Depuis sa création en 1953, St Mamet est implanté dans le Gard, au plus près des vergers des arboriculteurs de la coopérative Conserve Gard.  © St Mamet
Depuis sa création en 1953, St Mamet est implanté dans le Gard, au plus près des vergers des arboriculteurs de la coopérative Conserve Gard.
© St Mamet

Le confinement a été favorable pour St Mamet. Les ventes ont progressé de 22,6 % durant cette période : +52 % en GMS ; -70 % en revanche en RHF, avec la fermeture des écoles mais aussi de la restauration d’entreprise. Cette tendance continue un peu depuis, selon Stéphane Lehoux, PDG de St Mamet. « On est à +12 % en juin et on va arriver à +7 % en juillet. Les ventes en RHF, néanmoins, restent plus que timides. Comme il y a encore beaucoup de télétravail, la restauration d’entreprise reste peu fréquentée. »
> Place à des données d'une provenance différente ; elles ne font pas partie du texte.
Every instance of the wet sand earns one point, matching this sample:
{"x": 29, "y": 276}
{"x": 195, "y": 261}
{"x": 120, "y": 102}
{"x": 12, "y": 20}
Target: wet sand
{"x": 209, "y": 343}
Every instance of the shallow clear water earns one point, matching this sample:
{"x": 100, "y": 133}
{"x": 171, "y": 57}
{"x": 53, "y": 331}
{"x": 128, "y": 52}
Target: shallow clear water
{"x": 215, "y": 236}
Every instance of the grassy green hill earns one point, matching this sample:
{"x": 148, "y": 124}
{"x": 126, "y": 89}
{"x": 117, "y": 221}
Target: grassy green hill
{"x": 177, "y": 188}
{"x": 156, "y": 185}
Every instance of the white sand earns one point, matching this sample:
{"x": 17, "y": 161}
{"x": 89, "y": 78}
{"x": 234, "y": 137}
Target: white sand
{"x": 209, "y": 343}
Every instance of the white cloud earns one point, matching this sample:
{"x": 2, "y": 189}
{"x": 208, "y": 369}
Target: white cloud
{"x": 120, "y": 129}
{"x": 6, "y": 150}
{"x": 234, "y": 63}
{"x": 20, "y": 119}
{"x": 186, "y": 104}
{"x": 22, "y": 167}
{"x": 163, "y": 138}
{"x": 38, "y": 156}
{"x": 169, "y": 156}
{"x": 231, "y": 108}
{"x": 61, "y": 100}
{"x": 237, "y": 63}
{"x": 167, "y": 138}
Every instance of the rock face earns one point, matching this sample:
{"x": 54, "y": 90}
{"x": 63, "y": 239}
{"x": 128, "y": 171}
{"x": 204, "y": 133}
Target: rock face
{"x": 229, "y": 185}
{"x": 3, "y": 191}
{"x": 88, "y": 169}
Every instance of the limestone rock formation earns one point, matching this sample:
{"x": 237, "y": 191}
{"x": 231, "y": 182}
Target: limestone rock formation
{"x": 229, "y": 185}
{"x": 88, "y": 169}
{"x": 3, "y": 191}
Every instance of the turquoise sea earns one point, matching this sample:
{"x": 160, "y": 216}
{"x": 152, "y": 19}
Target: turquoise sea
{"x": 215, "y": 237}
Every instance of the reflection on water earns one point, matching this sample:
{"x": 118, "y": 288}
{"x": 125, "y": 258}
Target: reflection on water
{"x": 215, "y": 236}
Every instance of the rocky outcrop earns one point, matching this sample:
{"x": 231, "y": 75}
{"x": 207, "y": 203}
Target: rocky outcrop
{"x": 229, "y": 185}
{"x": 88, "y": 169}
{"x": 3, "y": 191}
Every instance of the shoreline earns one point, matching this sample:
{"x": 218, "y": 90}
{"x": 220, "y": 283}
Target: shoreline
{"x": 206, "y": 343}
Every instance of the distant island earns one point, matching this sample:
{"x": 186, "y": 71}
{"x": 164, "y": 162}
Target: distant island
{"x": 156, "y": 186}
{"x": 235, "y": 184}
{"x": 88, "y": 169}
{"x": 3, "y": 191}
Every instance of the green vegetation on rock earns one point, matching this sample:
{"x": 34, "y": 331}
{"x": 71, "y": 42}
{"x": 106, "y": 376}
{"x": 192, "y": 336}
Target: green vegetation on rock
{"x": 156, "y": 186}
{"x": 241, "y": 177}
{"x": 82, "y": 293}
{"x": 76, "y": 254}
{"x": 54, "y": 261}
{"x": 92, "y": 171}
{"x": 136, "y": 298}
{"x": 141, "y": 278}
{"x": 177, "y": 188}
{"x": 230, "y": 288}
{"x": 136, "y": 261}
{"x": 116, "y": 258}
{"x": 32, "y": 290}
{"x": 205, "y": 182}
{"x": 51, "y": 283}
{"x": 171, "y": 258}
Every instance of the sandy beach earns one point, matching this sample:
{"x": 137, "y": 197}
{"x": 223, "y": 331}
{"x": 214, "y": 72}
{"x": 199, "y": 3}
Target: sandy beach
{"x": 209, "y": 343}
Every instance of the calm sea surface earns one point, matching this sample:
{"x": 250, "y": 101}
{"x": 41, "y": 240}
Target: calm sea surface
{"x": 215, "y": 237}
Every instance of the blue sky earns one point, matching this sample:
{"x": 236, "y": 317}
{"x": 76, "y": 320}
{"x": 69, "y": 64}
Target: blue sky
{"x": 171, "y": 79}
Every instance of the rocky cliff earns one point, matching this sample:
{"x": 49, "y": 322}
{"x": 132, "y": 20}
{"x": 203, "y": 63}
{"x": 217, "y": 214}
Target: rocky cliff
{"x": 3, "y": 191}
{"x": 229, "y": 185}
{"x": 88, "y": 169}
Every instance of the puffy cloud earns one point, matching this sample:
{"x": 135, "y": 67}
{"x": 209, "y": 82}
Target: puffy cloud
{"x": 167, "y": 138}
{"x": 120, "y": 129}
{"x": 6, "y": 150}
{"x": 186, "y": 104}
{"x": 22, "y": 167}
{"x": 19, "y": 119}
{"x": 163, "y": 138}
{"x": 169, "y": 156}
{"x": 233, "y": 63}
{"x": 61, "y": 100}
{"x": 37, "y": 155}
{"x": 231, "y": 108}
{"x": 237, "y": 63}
Pendant le confinement, St Mamet a séduit 230 000 nouveaux foyers acheteurs « avec des familles qui ne connaissaient pas la marque et un taux d’environ 46 % de réachat aujourd’hui ! », précise le dirigeant. Cette hausse des ventes est liée à trois phénomènes selon lui : « Le fait qu’il faille nourrir tout le foyer trois repas par jour, un nouvel engouement pour la pâtisserie avec de nombreux “tuto” qui ont fleuri sur les réseaux sociaux, et la peur (certains consommateurs préférant acheter des conserves plutôt que des fruits frais par crainte des manipulations et postillons) ». Pêches, poires et ananas sont les fruits qui ont le plus marché. L’entreprise a d’ailleurs épuisé ses stocks.

Le marché de la compote a, lui, été plutôt boudé pendant la période de confinement par rapport aux fruits en morceaux, les compotes constituant pour beaucoup les goûters en période scolaire.
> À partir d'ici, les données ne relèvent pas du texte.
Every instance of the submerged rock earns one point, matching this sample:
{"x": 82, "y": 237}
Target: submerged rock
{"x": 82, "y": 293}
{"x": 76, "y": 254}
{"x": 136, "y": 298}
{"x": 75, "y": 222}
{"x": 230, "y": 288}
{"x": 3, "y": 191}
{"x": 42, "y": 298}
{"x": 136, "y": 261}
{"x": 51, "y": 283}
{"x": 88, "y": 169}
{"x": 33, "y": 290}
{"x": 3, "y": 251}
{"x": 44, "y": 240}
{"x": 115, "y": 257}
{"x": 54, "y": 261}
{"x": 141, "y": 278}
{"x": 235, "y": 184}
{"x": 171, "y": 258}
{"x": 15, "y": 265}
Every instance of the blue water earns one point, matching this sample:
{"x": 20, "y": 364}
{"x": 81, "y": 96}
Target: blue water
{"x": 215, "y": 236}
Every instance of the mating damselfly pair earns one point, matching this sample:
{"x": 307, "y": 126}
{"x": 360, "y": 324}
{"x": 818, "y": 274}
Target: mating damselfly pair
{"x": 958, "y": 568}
Le bio a également été en croissance sur cette période, mais trois fois moins que le conventionnel. « Depuis trois ans, le bio progresse de 30 à 40 % par an, mais on part de petits chiffres », précise Stéphane Lehoux. Si le bio est rémunéré le double aux producteurs, « on a du mal à faire répercuter ce prix à la GMS ». L’entreprise va être « un des rares acteurs à faire de la poire en conserve bio, car nous sommes les seuls en Europe à faire du pelage mécanique, les autres pratiquent le pelage chimique », annonce Stéphane Lehoux.

La marque – qui a séduit des nouveaux acheteurs de moins de 35 ans – travaille sur une nouvelle identité avec un nouveau logo qui devrait sortir en octobre et sur l’élaboration de nouvelles recettes.

Pendant le confinement les ventes en bio ont progressé, mais beaucoup moins que le conventionnel.